4. Manolín. Tomado del libro “Fulgores de un Sol”, sobre la vida del Beato Manuel Domingo y Sol (1836-1909), de Don Julián García Hernando, escrito en 1951.

Nueve años tenía cuando recibió el Sacramento de la Confirmación. Alto, gallardo, de porte airoso. Con unos ojazos negros bailando en sus órbitas y un alma retozona asomándose a través de sus pupilas. Simpático y risueño, bebía su alegría en la belleza del paisaje tortosino. Sus labios con frecuencia se abrían para dar paso a una sonrisa. Bondadoso y apacible como el tranquilo desliz del Ebro. Abierto y expansivo como el horizonte infinito del mar. Los niños del colegio se disputaban su amistad. Los del barrio le daban preferencia en sus juegos. En casa amenizaba la conversación y entretenía a sus once hermanos. De él habían de decir, siendo ya sacerdote, que era “la salsa de todas las reuniones”. Ni diablo, ni santo desde la cuna, era Manolín naturalmente bueno. La santidad en los primeros años, más que en él, debemos admirarla en su madre. Le quería con delirio y le llevaba siempre consigo: a la iglesia, a los conventos, a la compra. Así, con esa genialidad de artista que Dios ha concedido a las madres, ella fue modelando el corazón de su hijo. Aquella dulzura y exquisitez de trato que después había de cautivar a cuantos le veían, aquella compasión ante las desgracias ajenas que tanto le caracterizaron en su edad madura, aquel dinamismo que había de consumir su vida en innumerables viajes y empresas, aquel optimismo que no se apagaba ante las pruebas más duras, aquel ardor sagrado que provocó en su alma la llama del fuego eucarístico..., todos esos rasgos, aunque vagamente, se hallaban ya perfilados en sus primeros años nimbando su personilla con un halo de simpatía, realzado por el candor a ingenuidad propios de la infancia.

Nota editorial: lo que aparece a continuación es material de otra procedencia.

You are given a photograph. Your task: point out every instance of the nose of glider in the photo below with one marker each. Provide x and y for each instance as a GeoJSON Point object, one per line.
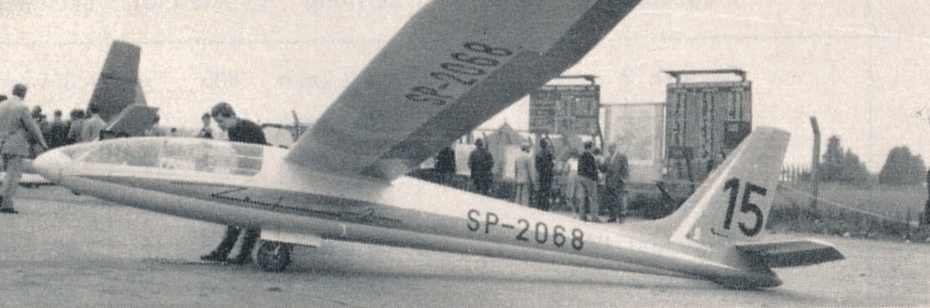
{"type": "Point", "coordinates": [50, 164]}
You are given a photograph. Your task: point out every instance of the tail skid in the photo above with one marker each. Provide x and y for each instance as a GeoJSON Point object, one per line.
{"type": "Point", "coordinates": [732, 205]}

5. En el Taller de Forja. Tomado del libro “Fulgores de un Sol”, sobre la vida del Beato Manuel Domingo y Sol (1836-1909), de Don Julián García Hernando, escrito en 1951.

La casa paterna es la gran escuela del carácter. El hogar es el yunque en que se forja la reciedumbre de las almas. Ordinariamente el artista es la madre. Mientras arrulla a su hijito o le ve creceral abrigo de su corazón, va trazando casi insensiblemente en el alma virgen del niño los rasgos fisonómicos de su vida futura. El amor de D. Manuel a María lo bebió en el corazón de su madre, y la devoción a la Eucaristía no fue más que un trasiego de aquel espíritu eminentemente reparador de D.… Josefa. Otro tanto debe decirse de su compasión para con los pobres. La casa en que vivían tenía puerta a dos calles. Ambas se encontraban siempre abiertas para todos los necesitados. Las vecinas, que con ojos de curiosidad espiaban los pasos de la buena señora, más de una vez hubieron de admirar el desprendimiento de D.… Josefa, cuya largueza hería su mezquindad. Y, con capa de suave admonición pero con aires de reproche, se atrevieron a decirla en una ocasión que sus limosnas eran excesivas. D.… Josefa, con la sonrisa en los labios, y como si quisiera rebajar el mérito de sus limosnas, respondía, haciendo alusión a las dos entradas de la casa: “las limosnas salen por una puerta y entran por otra”. Estas palabras, que descubren la aquilatada virtud de la madre de D. Manuel, desarmaron completamente a las atrevidas vecinas, que en adelante no volvieron a importunarla.